Wednesday 27 July 2011



... the JCB bit deep into the earth, gouging out a large hole, the arm swinging free and descending again. A screechof metal on metal pierced the air. As the arm juddered, the operator swore loudly, then turned off the ignition. He scowled fiercely, lit a cigarette, then heaved himself out of the cab and peered down into the hole.
What the hell was that ?”

In the cathedral close, an eerie silence descended like fingers of cold mist, spreading along the length of the close, winding and prodding their way out of the nooks and crannies of the offices and houses, enshrouding pedestrians with a dank odour, like a heavy cold weight in the still, summer air.

The frozen stillness was broken by a low, sustained rumble as if the very earth was groaning and heaving in protest. Like an angry beast, it began slowly, then, gathering speed, began to rock the foundations of the surrounding buildings. From the epicentre, it roared out beyond the Cathedral Close, out to the River, beyond into the city.

At the Ferry, the water began to ripple and churn, rocking the barges and boats, scattering the swans in a macabre flight of fear. A boy, fishing by the river, leapt to his feet in alarm, his stool rocking, his rod dislodged by the deep tremor. Further along the river, behind the magistrate’s court, a hunched youth who had been sitting quietly on a bench, sprang to his feet in sudden fear as the trees shook and quivered around him, and the earth moved.
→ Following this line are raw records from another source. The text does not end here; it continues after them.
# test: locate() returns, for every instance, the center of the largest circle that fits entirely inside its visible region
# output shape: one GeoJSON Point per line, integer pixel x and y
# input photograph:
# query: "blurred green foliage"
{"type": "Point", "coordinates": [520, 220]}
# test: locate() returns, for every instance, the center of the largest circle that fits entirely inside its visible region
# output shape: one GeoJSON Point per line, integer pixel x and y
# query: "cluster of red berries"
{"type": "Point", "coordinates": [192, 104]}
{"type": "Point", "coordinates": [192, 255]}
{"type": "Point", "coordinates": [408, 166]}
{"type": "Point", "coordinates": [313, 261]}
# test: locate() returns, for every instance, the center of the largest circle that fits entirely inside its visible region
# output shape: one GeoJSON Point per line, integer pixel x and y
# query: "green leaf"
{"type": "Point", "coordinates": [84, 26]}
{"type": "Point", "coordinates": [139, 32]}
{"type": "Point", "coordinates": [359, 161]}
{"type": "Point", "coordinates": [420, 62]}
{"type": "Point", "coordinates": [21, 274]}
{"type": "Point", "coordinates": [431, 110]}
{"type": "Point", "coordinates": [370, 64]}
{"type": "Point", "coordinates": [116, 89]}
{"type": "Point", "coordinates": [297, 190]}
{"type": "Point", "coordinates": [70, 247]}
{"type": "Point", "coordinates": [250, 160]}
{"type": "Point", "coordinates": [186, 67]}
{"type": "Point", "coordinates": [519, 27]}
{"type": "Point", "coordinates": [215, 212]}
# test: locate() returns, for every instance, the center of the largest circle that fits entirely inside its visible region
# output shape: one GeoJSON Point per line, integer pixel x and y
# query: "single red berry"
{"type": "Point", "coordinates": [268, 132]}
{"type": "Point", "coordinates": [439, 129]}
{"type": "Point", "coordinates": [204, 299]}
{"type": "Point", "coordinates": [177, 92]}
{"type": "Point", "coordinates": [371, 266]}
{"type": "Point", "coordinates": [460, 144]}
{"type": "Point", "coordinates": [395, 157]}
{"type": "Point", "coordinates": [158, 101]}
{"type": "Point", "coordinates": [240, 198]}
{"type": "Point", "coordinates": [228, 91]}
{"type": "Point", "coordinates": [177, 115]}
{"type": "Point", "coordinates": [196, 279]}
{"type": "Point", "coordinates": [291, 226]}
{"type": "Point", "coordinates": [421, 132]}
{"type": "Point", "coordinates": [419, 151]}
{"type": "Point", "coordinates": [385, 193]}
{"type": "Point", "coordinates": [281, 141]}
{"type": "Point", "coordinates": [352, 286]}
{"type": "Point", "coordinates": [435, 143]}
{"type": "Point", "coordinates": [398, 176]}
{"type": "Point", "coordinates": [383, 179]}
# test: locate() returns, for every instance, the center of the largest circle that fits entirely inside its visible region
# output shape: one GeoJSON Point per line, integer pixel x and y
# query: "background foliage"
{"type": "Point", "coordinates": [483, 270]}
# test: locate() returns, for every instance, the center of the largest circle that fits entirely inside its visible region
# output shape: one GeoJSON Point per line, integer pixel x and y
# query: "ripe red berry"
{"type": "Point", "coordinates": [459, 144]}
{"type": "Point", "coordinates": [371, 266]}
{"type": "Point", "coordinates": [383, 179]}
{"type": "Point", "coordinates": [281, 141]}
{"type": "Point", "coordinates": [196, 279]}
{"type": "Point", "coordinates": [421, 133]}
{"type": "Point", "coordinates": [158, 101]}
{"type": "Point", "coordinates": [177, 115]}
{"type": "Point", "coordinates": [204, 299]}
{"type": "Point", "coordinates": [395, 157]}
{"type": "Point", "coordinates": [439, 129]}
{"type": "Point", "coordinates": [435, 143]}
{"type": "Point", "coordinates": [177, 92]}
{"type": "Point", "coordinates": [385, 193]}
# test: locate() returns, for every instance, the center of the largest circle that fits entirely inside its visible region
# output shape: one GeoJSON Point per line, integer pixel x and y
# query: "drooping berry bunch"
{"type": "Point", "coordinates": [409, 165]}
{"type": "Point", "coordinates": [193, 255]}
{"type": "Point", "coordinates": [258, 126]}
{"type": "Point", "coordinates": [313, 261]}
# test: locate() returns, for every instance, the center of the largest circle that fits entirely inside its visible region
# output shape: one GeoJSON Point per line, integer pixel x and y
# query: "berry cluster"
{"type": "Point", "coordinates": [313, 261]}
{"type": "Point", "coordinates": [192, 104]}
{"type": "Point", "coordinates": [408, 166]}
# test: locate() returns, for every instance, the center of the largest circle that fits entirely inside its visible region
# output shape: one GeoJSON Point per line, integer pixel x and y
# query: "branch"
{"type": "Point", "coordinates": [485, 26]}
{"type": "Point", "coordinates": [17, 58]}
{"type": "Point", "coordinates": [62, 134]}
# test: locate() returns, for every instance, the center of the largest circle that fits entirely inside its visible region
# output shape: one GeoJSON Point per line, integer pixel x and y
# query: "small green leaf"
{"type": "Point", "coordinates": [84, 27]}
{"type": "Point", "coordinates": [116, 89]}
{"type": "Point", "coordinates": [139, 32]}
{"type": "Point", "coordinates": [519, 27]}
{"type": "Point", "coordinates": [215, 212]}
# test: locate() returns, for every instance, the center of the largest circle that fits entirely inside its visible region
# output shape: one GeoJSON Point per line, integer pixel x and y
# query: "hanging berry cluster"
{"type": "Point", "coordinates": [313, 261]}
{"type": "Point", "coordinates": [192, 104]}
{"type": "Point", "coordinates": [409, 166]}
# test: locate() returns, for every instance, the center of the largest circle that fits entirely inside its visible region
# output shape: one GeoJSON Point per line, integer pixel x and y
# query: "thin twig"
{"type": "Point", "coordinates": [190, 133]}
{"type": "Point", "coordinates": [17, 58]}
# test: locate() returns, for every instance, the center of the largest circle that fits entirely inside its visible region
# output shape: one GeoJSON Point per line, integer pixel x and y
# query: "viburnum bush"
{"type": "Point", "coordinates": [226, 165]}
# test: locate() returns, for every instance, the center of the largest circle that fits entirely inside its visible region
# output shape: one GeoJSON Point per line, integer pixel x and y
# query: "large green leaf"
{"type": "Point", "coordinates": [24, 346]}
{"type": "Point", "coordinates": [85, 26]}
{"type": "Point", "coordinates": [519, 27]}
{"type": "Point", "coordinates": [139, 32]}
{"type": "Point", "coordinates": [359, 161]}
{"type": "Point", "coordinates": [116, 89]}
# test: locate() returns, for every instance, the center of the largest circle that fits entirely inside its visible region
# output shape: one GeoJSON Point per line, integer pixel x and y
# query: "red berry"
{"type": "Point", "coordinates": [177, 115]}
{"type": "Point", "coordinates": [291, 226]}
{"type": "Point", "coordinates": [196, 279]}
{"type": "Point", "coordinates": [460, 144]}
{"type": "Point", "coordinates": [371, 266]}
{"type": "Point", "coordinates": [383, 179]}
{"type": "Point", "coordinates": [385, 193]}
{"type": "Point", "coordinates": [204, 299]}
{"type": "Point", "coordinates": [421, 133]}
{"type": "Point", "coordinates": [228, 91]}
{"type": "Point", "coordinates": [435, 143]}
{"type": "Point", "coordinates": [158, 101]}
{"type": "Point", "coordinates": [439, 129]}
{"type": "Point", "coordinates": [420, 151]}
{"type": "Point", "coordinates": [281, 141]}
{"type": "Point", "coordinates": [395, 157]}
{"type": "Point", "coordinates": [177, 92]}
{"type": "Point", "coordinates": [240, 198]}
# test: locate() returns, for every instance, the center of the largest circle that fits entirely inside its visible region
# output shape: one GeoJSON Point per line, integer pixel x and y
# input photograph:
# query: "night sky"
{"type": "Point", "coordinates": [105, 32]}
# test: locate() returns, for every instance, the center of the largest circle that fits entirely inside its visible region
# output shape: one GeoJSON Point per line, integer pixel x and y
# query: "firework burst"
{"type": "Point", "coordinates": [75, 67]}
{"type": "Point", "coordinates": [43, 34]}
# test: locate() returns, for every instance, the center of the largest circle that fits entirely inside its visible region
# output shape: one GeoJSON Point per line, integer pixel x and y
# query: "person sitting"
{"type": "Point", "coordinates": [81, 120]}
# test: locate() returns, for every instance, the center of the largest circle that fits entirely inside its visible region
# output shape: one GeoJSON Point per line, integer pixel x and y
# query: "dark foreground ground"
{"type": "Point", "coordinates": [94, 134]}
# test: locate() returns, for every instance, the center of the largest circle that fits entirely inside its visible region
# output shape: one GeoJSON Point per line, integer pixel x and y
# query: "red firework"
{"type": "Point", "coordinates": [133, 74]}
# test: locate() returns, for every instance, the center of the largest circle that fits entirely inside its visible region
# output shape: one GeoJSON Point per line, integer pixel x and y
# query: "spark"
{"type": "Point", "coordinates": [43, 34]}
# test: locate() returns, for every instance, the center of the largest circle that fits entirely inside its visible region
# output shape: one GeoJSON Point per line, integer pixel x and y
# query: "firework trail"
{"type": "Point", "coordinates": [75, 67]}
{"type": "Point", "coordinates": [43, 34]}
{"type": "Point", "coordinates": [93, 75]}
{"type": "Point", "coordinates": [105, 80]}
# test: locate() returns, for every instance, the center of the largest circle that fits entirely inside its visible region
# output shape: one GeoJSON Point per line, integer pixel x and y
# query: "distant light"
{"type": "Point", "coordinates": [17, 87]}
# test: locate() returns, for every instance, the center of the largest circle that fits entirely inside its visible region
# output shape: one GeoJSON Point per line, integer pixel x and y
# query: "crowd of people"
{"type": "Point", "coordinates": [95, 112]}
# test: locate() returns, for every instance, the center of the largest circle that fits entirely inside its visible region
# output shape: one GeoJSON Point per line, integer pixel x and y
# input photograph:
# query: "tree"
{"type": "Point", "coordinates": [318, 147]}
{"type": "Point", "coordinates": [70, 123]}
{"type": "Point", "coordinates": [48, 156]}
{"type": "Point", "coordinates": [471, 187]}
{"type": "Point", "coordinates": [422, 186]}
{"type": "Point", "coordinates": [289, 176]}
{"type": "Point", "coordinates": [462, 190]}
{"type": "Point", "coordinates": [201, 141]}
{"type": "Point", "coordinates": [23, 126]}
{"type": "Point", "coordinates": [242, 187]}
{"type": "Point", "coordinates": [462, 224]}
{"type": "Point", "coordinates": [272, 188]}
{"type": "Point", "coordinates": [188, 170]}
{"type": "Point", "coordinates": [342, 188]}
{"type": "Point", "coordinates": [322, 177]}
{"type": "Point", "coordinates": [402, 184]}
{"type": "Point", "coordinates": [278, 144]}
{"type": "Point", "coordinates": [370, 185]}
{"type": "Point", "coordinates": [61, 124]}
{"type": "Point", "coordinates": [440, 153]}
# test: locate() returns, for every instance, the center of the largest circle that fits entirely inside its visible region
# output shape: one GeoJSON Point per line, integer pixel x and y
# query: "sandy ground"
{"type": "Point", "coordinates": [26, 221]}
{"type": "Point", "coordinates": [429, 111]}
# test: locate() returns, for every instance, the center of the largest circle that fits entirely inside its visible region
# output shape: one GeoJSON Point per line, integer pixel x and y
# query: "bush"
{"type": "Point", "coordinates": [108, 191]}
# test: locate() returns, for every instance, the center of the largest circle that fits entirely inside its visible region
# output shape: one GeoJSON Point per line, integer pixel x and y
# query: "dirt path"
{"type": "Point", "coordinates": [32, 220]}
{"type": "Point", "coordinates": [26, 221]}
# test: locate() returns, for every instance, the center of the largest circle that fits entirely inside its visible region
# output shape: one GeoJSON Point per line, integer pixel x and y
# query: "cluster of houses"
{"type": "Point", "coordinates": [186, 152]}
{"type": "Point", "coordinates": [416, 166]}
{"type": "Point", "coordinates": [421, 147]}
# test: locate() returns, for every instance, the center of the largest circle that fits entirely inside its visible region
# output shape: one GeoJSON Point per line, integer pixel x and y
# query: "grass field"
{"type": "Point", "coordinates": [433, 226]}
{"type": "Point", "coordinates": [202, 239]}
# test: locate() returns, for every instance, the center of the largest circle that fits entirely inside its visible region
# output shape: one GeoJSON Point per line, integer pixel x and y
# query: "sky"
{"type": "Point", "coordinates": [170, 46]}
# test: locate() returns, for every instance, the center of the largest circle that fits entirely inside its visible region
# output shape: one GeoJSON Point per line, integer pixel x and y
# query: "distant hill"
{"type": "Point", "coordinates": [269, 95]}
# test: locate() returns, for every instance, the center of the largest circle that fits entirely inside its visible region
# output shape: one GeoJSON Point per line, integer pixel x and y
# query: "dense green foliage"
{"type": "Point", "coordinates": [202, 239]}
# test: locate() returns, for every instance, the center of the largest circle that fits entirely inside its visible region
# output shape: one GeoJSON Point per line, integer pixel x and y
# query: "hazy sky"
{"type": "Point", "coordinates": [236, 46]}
The tremor hit the cathedral like a great train, bursting through, rattling windows, shaking joists, scattering hymn books and papers wildly. Terrified choristers gasped in fear and clung to each other as the ancient stones shook to their foundations. Candles guttered and toppled from their sconces and the nave was plunged into stygian gloom as the lights failed.

A party of sixth formers, some lounging on the grass, others cavorting around the labyrinth, fell silent as the tremor hit them and the sky above darkened. Some shrieked, others ran into the cloisters towards the Dark Entry but one girl stood silent at the edge of the grass, sensing the deep reverberations from beneath her.

She clasped her forehead, feeling a sharp, searing pain, then fell backwards in a faint, lying awkwardly on the grass, her ashen face framed by deep red curls.